In the public relations profession, good writing still counts, and I’m excited to see new young professionals who bring these skills to their work. Part of what we’re selling is quality, and you can’t argue with a well-written sentence or clever turn of phrase.
In fact, respecting the principles of journalism in our work can provide a number of benefits:
- Seeing multiple sides to a story
- Learning what is newsworthy and what isn’t
- Practicing objectivity and refining critical thinking skills
- Speaking the same “language” as the editors and reporters we interact with
- Adopting an approach to writing that is well suited to a variety of situations
- Appreciating the craft of the p.r. business, not just the mechanics of it
I do believe that opinion is now an important part of journalism as well, and informed consumers will recognize the difference. In creating content for our clients, we can leverage the benefits of various types of media content while staying true to our roots in journalism. Don’t throw out that AP Stylebook just yet!
Rob Martin, Agency Principal
We hear a lot about “fake news” these days. But what is it exactly?
Usually the term fake news may refer to a story that is patently false, having been fabricated out of thin air. But some stories that earn this label may actually contain an element of truth that has been misrepresented or exaggerated in a way to mislead or generate profit. Thinking in those terms, does our work in public relations – with a focus on the positive and promotional aspects of a client’s business – qualify as one form of fake news?

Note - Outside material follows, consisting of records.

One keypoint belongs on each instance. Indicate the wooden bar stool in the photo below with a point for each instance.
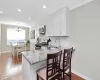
(66, 63)
(52, 69)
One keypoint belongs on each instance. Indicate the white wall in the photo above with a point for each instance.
(0, 39)
(4, 46)
(85, 34)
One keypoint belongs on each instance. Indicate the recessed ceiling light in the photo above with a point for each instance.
(1, 12)
(44, 6)
(19, 10)
(29, 18)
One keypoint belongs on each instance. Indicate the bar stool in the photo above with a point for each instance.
(66, 63)
(52, 69)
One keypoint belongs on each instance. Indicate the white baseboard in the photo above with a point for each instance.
(79, 74)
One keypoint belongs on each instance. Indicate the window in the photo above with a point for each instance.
(14, 36)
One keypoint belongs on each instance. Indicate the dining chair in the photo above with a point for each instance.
(52, 69)
(66, 63)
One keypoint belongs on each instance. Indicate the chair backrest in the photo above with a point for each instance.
(53, 64)
(67, 58)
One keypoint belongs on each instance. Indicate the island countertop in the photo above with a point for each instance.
(36, 56)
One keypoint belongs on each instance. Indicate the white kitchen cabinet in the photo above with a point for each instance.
(50, 25)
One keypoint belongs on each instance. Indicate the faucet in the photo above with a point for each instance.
(59, 42)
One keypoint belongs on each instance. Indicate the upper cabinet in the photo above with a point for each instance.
(58, 23)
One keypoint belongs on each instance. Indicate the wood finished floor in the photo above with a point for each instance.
(10, 68)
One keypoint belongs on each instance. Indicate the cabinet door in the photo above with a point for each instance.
(50, 25)
(57, 23)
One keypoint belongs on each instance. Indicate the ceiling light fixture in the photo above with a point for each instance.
(19, 10)
(1, 12)
(44, 6)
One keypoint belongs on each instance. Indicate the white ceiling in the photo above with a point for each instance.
(33, 9)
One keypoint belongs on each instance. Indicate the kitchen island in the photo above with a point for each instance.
(34, 60)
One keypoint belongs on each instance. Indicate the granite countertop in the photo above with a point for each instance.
(36, 56)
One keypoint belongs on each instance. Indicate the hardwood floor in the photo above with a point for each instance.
(10, 68)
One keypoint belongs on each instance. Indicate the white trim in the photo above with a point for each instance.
(79, 74)
(81, 4)
(5, 52)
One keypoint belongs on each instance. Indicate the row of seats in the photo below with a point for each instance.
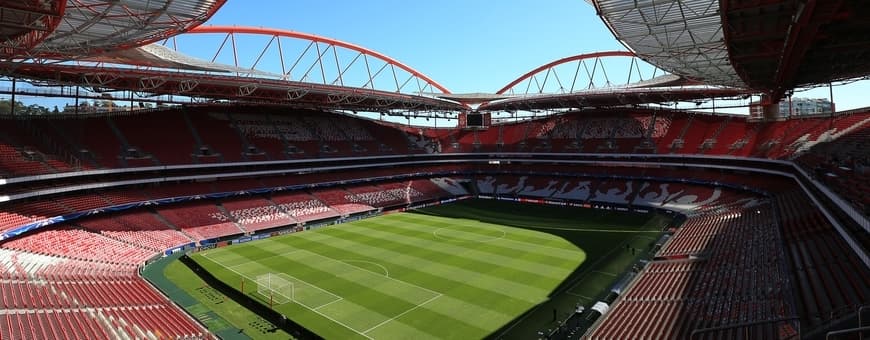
(732, 271)
(675, 196)
(830, 280)
(216, 134)
(51, 297)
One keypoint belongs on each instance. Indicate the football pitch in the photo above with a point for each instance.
(459, 271)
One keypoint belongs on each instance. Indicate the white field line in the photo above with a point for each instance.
(570, 289)
(448, 239)
(267, 257)
(578, 295)
(604, 273)
(306, 282)
(379, 274)
(328, 303)
(386, 271)
(309, 308)
(403, 313)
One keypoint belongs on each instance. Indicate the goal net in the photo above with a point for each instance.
(275, 288)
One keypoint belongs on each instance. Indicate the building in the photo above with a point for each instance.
(796, 107)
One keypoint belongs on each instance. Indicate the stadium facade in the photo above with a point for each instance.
(774, 240)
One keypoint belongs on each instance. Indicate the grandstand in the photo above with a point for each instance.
(769, 234)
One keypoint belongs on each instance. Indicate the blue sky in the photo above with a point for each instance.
(466, 45)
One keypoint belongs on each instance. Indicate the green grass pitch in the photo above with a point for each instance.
(461, 271)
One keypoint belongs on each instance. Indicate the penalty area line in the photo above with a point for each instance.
(403, 313)
(301, 304)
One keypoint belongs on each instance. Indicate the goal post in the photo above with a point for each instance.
(275, 288)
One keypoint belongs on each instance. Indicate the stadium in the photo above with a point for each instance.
(202, 181)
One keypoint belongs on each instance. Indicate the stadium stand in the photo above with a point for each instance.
(199, 135)
(51, 297)
(684, 290)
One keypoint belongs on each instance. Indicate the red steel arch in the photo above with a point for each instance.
(550, 68)
(26, 24)
(320, 39)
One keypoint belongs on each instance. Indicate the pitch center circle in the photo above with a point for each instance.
(462, 233)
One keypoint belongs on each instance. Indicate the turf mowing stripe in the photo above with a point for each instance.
(458, 289)
(403, 313)
(369, 280)
(357, 315)
(440, 268)
(321, 314)
(418, 249)
(545, 250)
(419, 218)
(448, 249)
(507, 246)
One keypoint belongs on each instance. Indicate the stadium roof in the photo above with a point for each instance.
(72, 29)
(768, 46)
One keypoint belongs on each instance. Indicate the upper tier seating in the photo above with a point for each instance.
(223, 134)
(724, 286)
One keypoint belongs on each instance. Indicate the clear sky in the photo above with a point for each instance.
(466, 45)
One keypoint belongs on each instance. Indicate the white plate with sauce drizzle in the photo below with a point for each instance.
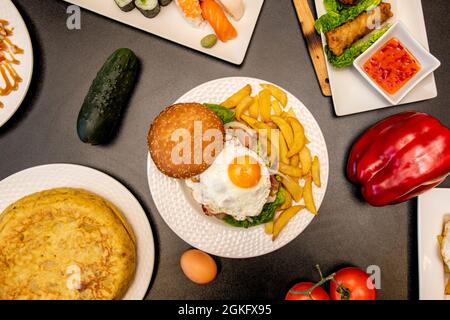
(20, 38)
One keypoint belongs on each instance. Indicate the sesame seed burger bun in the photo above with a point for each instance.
(161, 135)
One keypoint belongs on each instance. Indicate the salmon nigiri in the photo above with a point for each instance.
(214, 14)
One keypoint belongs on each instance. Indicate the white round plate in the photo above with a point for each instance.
(185, 217)
(22, 39)
(52, 176)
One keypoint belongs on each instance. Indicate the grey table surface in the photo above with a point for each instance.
(346, 232)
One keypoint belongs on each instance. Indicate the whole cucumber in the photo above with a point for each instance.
(107, 97)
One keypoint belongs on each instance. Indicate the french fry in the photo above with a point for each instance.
(264, 105)
(253, 110)
(269, 227)
(283, 150)
(295, 160)
(285, 128)
(277, 93)
(291, 113)
(315, 172)
(272, 125)
(250, 121)
(299, 137)
(276, 107)
(308, 196)
(242, 106)
(262, 125)
(287, 201)
(293, 188)
(234, 100)
(290, 170)
(305, 160)
(284, 219)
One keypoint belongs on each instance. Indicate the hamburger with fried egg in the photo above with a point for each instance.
(236, 185)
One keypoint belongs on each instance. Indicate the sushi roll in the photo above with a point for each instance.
(191, 10)
(164, 2)
(234, 8)
(149, 8)
(125, 5)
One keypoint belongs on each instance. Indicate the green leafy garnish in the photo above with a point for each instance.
(333, 19)
(346, 59)
(333, 5)
(226, 115)
(267, 214)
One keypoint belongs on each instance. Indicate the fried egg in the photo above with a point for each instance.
(445, 245)
(237, 183)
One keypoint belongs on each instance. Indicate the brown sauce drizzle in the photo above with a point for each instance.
(8, 51)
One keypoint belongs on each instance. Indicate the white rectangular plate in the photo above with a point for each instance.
(351, 92)
(170, 25)
(433, 210)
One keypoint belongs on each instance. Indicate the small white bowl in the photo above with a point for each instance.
(427, 61)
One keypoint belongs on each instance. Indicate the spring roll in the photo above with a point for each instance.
(346, 35)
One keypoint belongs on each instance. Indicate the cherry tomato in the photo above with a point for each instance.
(317, 294)
(352, 284)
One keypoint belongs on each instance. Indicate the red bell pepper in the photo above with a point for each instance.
(400, 157)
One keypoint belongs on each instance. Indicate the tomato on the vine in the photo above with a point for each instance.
(317, 294)
(352, 284)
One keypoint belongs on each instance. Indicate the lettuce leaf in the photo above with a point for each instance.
(350, 54)
(334, 19)
(333, 5)
(267, 214)
(226, 115)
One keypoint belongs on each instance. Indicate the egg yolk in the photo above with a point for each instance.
(244, 172)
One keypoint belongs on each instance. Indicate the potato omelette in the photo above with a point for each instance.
(65, 244)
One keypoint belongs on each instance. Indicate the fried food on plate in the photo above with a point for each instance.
(167, 131)
(346, 35)
(65, 244)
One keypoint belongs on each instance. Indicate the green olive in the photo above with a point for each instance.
(209, 41)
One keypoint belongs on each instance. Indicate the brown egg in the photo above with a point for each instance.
(198, 266)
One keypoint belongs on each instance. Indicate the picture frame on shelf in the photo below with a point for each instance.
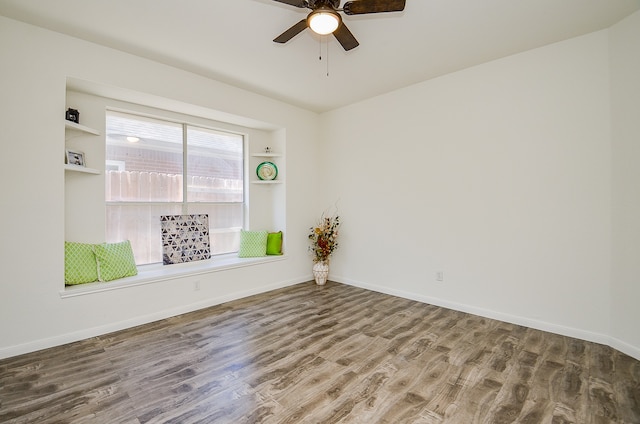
(74, 157)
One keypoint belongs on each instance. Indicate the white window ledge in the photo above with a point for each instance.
(148, 274)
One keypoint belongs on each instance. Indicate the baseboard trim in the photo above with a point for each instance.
(512, 319)
(88, 333)
(36, 345)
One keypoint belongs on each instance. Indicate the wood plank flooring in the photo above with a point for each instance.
(332, 354)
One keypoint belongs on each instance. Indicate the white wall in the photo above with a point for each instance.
(498, 175)
(35, 67)
(625, 95)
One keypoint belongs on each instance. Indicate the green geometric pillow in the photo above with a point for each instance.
(252, 244)
(79, 263)
(274, 243)
(115, 260)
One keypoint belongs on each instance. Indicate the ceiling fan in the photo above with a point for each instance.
(324, 18)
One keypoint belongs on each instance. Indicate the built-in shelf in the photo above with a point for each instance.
(73, 126)
(76, 168)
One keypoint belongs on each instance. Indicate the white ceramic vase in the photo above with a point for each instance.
(321, 272)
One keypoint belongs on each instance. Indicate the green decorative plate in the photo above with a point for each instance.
(267, 171)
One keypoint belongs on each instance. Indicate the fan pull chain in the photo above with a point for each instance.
(327, 44)
(326, 40)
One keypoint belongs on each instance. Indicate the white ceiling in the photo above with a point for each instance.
(231, 40)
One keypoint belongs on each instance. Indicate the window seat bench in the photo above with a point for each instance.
(148, 274)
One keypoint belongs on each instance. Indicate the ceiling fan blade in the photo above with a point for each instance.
(291, 32)
(359, 7)
(296, 3)
(345, 38)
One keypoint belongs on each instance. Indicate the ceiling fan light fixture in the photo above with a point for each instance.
(324, 20)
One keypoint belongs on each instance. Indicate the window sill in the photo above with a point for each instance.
(148, 274)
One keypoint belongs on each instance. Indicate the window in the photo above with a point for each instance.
(156, 167)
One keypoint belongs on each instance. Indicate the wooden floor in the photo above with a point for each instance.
(332, 354)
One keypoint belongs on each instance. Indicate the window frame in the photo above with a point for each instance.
(184, 204)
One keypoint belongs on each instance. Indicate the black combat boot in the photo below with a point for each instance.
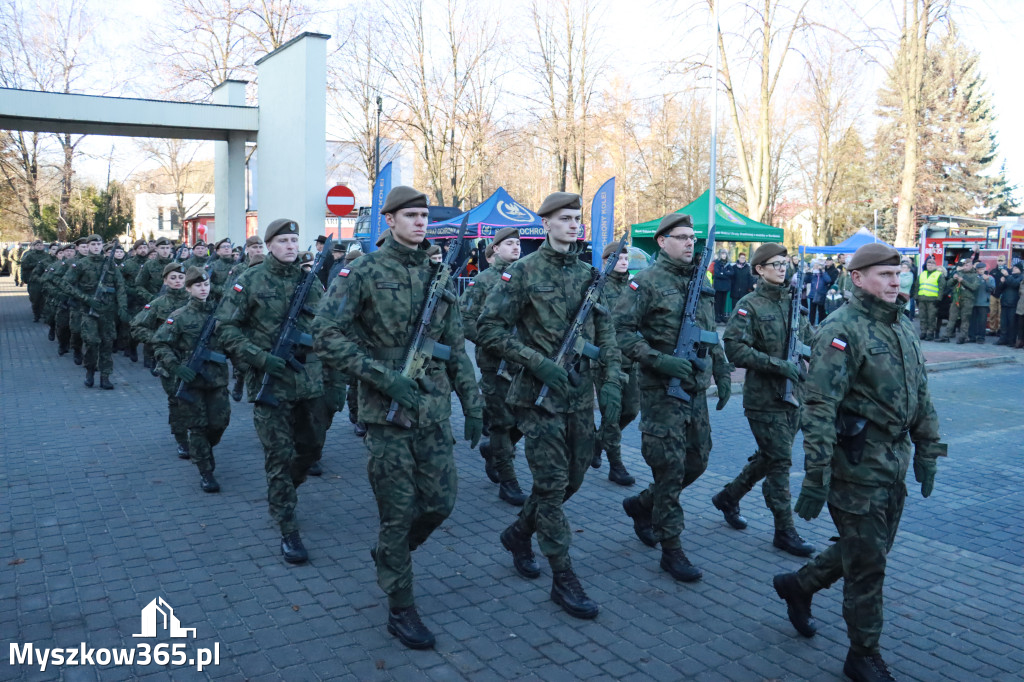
(619, 474)
(291, 547)
(674, 562)
(729, 509)
(567, 593)
(798, 603)
(522, 552)
(407, 626)
(866, 669)
(641, 520)
(788, 541)
(208, 482)
(510, 492)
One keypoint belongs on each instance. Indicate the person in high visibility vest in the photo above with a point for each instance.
(930, 287)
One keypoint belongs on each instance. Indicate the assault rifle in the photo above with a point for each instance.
(573, 346)
(795, 349)
(290, 338)
(100, 289)
(422, 348)
(691, 340)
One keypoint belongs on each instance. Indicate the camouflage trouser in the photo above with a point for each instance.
(866, 522)
(928, 310)
(98, 334)
(773, 432)
(675, 442)
(609, 436)
(208, 418)
(292, 434)
(499, 417)
(177, 415)
(413, 475)
(559, 449)
(962, 313)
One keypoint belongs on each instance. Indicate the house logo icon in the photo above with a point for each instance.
(159, 613)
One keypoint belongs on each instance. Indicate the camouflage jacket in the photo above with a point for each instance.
(156, 312)
(757, 339)
(151, 278)
(251, 316)
(174, 341)
(471, 306)
(539, 297)
(866, 363)
(82, 283)
(648, 321)
(367, 321)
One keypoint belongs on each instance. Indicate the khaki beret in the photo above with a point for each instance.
(672, 221)
(610, 249)
(281, 226)
(557, 201)
(767, 251)
(403, 197)
(195, 274)
(174, 267)
(873, 254)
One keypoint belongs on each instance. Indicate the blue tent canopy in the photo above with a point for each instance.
(854, 242)
(498, 211)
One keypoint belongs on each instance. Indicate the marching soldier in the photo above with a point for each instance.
(865, 400)
(291, 432)
(210, 411)
(756, 339)
(609, 437)
(539, 297)
(103, 300)
(498, 415)
(145, 324)
(675, 434)
(364, 327)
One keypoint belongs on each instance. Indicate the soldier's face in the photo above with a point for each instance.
(175, 281)
(562, 226)
(409, 226)
(200, 290)
(285, 248)
(509, 250)
(879, 281)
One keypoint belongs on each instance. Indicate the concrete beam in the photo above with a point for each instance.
(92, 115)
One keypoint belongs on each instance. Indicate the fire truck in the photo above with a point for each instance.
(950, 239)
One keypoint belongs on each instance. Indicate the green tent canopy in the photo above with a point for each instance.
(730, 225)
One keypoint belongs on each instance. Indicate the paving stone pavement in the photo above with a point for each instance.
(98, 517)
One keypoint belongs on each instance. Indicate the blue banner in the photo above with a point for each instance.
(377, 224)
(602, 221)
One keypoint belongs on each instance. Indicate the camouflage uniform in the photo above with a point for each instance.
(363, 328)
(292, 432)
(865, 361)
(609, 436)
(539, 296)
(107, 299)
(498, 413)
(208, 416)
(675, 435)
(756, 339)
(143, 327)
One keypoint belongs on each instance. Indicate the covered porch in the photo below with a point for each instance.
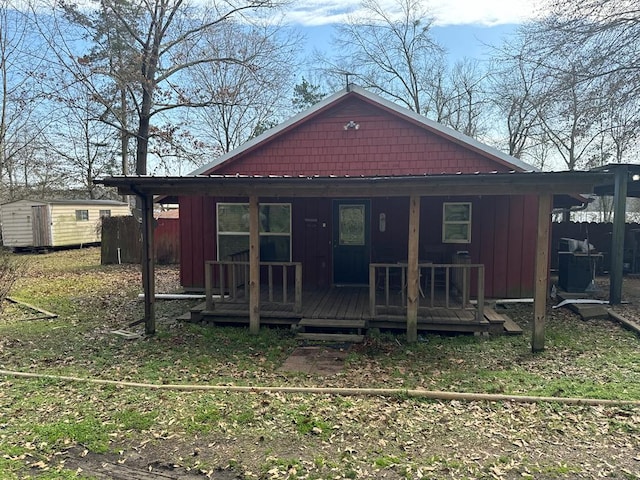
(542, 185)
(445, 302)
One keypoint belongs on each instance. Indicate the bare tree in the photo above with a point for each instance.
(241, 101)
(390, 51)
(86, 146)
(608, 29)
(467, 98)
(22, 118)
(166, 36)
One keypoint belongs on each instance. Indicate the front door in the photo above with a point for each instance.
(351, 242)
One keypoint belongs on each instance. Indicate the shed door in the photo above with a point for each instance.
(351, 242)
(41, 226)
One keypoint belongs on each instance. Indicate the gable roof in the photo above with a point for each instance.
(57, 201)
(429, 126)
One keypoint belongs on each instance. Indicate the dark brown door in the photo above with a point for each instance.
(351, 242)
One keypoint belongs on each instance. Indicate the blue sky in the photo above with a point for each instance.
(461, 26)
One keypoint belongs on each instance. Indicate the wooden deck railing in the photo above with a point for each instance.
(451, 280)
(233, 277)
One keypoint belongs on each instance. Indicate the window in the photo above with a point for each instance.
(82, 215)
(456, 222)
(275, 231)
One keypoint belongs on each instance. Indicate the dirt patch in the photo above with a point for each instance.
(317, 360)
(134, 465)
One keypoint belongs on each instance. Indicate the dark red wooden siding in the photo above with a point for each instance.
(503, 236)
(382, 145)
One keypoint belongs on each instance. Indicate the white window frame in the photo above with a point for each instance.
(242, 233)
(82, 215)
(446, 238)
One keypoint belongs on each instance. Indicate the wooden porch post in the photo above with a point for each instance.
(541, 280)
(254, 265)
(617, 239)
(413, 276)
(148, 265)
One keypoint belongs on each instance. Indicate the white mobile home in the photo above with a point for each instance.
(56, 223)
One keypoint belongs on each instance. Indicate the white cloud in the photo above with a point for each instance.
(446, 12)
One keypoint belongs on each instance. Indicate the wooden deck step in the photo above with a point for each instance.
(511, 327)
(493, 316)
(331, 337)
(331, 323)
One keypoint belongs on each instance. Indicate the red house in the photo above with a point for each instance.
(358, 212)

First, some background. You may think “fake news” is a relatively new phenomenon, having achieved prominent notice during the 2016 U.S. presidential election. Only the term is new, but the concept is quite old. Did you know that Roman politician Mark Antony’s suicide in 30 BC was due in part to a misinformation campaign conducted by his political nemesis Octavian? And there are many other examples of fake news through the centuries, including major instances during both world wars of the 20th Century, and Benjamin Franklin’s fake news story about murderous Indians working with King George III during the American Revolution.
Now, what about the public relations profession today? It may be true that we hope to present a positive outlook in our work, but our output doesn’t have to look like total propaganda. There are many things we can do to ensure quality and fairness:
- Thoroughly check all facts to ensure accuracy.
- Remain transparent, and don’t pretend to be something you’re not.
- Use multiple sources to support the story, including analysts, customers and other third parties.
- Recognize there are opposing viewpoints where possible.
- Make sure it is clear that the client is the source of the material.